Still, I wondered how men have responded to the love ethos in their work and activism. Deindustrialization has meant the decline of the “breadwinner” model of manhood my father adhered to (even though he wore a white collar). Men have had to reinterpret masculinity in recent years to accommodate their diminished prospects in the service economy. Although heterosexual American men on the whole still do considerably less domestic and childcare work than their female partners, some who have been laid off have begun to say they are “man enough” to stay home with their kids or to have a woman support them.
As every catastrophic gender reveal reminds us, Americans still put tremendous weight on gender differences, from even before birth.
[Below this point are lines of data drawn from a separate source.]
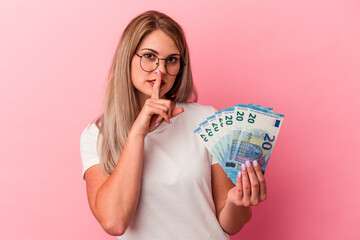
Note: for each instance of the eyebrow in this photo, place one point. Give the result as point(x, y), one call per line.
point(152, 50)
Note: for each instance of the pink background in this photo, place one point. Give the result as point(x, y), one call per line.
point(300, 57)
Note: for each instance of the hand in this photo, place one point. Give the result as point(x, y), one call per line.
point(155, 111)
point(250, 188)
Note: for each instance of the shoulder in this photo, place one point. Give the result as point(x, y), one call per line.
point(196, 112)
point(89, 135)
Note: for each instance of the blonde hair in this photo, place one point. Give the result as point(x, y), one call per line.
point(121, 105)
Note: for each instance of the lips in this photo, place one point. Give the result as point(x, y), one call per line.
point(152, 82)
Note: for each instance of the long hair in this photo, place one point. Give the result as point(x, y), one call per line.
point(121, 105)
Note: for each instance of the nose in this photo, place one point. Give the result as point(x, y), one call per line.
point(162, 66)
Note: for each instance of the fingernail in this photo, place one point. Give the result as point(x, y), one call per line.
point(243, 167)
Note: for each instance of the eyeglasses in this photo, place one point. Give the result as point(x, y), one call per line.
point(149, 62)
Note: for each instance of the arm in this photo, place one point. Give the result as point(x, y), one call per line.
point(113, 200)
point(233, 202)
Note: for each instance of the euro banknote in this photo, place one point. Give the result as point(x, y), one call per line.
point(240, 133)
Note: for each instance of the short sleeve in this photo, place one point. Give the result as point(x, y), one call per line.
point(88, 147)
point(212, 159)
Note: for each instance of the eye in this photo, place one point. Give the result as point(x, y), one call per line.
point(149, 56)
point(172, 60)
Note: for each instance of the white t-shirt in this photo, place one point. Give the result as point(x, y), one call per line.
point(175, 198)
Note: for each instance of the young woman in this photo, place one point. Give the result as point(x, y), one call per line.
point(148, 176)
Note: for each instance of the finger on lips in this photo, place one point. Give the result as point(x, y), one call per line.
point(156, 87)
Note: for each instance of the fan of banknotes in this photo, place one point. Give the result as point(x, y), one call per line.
point(240, 133)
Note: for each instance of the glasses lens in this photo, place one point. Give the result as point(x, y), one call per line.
point(149, 62)
point(173, 65)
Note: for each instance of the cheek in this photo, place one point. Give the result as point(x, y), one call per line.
point(136, 72)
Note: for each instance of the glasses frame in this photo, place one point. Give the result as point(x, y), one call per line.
point(182, 64)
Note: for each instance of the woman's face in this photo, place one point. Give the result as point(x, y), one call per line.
point(161, 45)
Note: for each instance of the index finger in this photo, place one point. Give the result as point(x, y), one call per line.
point(156, 87)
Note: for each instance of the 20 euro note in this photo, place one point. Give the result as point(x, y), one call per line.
point(248, 133)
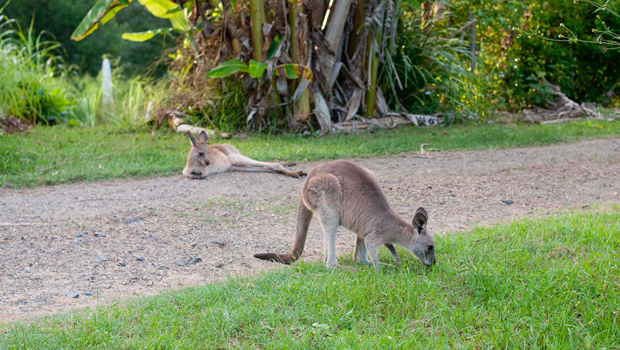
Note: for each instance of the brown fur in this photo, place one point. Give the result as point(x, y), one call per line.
point(203, 160)
point(342, 193)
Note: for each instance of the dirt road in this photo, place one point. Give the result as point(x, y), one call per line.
point(78, 245)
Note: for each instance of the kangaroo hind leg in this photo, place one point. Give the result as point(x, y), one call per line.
point(239, 161)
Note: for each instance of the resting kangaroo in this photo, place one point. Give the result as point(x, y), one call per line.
point(343, 193)
point(203, 160)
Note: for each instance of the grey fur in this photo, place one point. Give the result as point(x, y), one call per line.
point(203, 160)
point(343, 193)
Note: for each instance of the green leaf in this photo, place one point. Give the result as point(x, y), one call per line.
point(161, 9)
point(227, 68)
point(294, 71)
point(144, 36)
point(275, 44)
point(257, 68)
point(103, 11)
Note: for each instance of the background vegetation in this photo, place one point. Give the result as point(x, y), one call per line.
point(50, 79)
point(535, 284)
point(59, 18)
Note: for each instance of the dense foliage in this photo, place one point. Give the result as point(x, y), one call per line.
point(60, 17)
point(428, 64)
point(583, 71)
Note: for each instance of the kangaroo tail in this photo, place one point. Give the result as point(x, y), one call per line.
point(304, 215)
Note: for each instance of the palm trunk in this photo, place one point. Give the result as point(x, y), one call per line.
point(298, 28)
point(257, 14)
point(371, 95)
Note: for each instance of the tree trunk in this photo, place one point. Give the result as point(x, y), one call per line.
point(257, 14)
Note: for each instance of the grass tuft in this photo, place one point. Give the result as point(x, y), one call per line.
point(546, 283)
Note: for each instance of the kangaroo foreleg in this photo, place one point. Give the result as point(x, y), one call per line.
point(360, 251)
point(392, 250)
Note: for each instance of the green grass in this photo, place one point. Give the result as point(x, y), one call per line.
point(549, 283)
point(51, 155)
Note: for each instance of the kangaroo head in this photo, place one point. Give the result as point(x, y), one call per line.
point(424, 247)
point(198, 157)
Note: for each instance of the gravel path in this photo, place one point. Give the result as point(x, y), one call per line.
point(81, 244)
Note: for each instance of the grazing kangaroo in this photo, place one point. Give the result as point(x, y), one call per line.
point(343, 193)
point(203, 160)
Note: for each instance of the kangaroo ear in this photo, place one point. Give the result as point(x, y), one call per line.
point(192, 139)
point(419, 220)
point(202, 137)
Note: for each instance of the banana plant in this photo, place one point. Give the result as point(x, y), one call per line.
point(256, 69)
point(105, 10)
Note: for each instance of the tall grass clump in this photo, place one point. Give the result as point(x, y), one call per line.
point(38, 88)
point(28, 66)
point(434, 69)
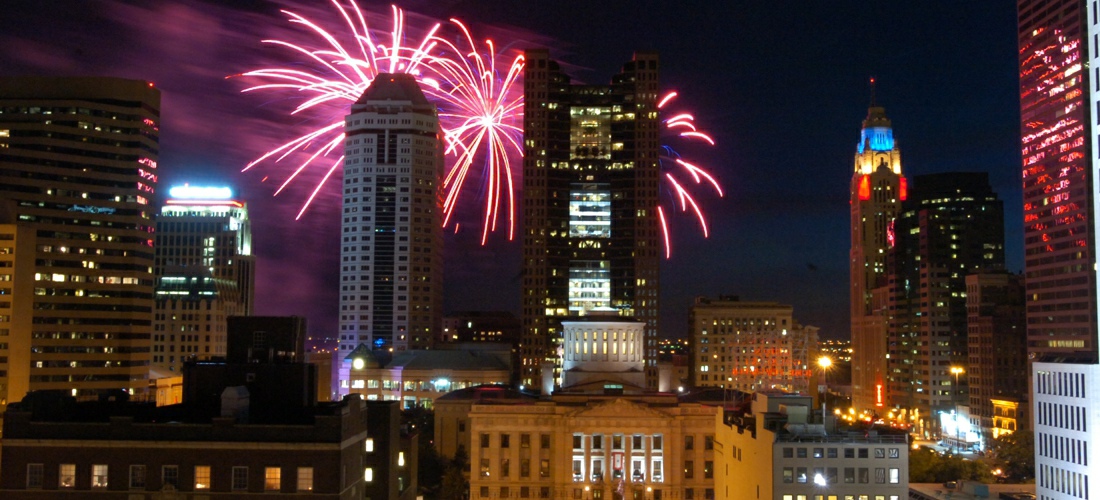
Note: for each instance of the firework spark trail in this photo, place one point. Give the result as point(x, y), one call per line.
point(480, 110)
point(339, 77)
point(683, 125)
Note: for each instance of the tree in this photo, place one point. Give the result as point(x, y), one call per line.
point(1015, 455)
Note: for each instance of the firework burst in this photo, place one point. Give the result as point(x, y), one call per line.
point(677, 171)
point(479, 108)
point(483, 112)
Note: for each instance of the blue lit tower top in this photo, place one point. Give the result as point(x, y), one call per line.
point(877, 133)
point(877, 147)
As a result, men do not tend to be conditioned from childhood, as women frequently are, to think of themselves as natural caregivers. But many exercise such skills at work anyway. One and a half million men work in retail sales in the U.S.; hundreds of thousands (including me) are university adjunct faculty. What does it look like when employers exploit their impulse to love their work? And how do men turn those skills against exploitation? These are important questions for how to foster solidarity in mixed-gender workplaces.
Solidarity, Jaffe reminds us, is a form of love. That’s why she argues that love is the very solution to the problem she identifies. “The work itself only matters as a way to connect,” Jaffe writes. “All of the labors of love, stripped of the capitalist impulse to make money, fame, and power, are really at bottom attempts to connect to other people.” In other words, working under capitalism has alienated us from our own love. To reclaim it, we need only turn to each other, and connect. Connection is difficult right now, in what I hope is the final wave of the Covid-19 pandemic. Even so, workers have organized and made demands in these circumstances.
“The labor-of-love myth is cracking under its own weight,” Jaffe writes. We will need a new ethos to replace it—a more humane one that expects not only less passion in work but less work altogether. “If everyone had the right to live, to a home and health care regardless of whether or how much they worked,” Jaffe asked in an article for The New Republic last May, “what would the incentives be for people to take up that socially necessary work?” Love already motivates us to provide for the people in our household who do not work. The breadwinner ethos, at least, got that much right. With a broader sense of solidarity beyond the family, a richer vision of the common good, and a continued commitment to universal cash benefits, we can ensure that everyone can live the life of dignity they deserve. And then, paradoxically, without the pressure to work to survive, we might discover what it really means to labor for love.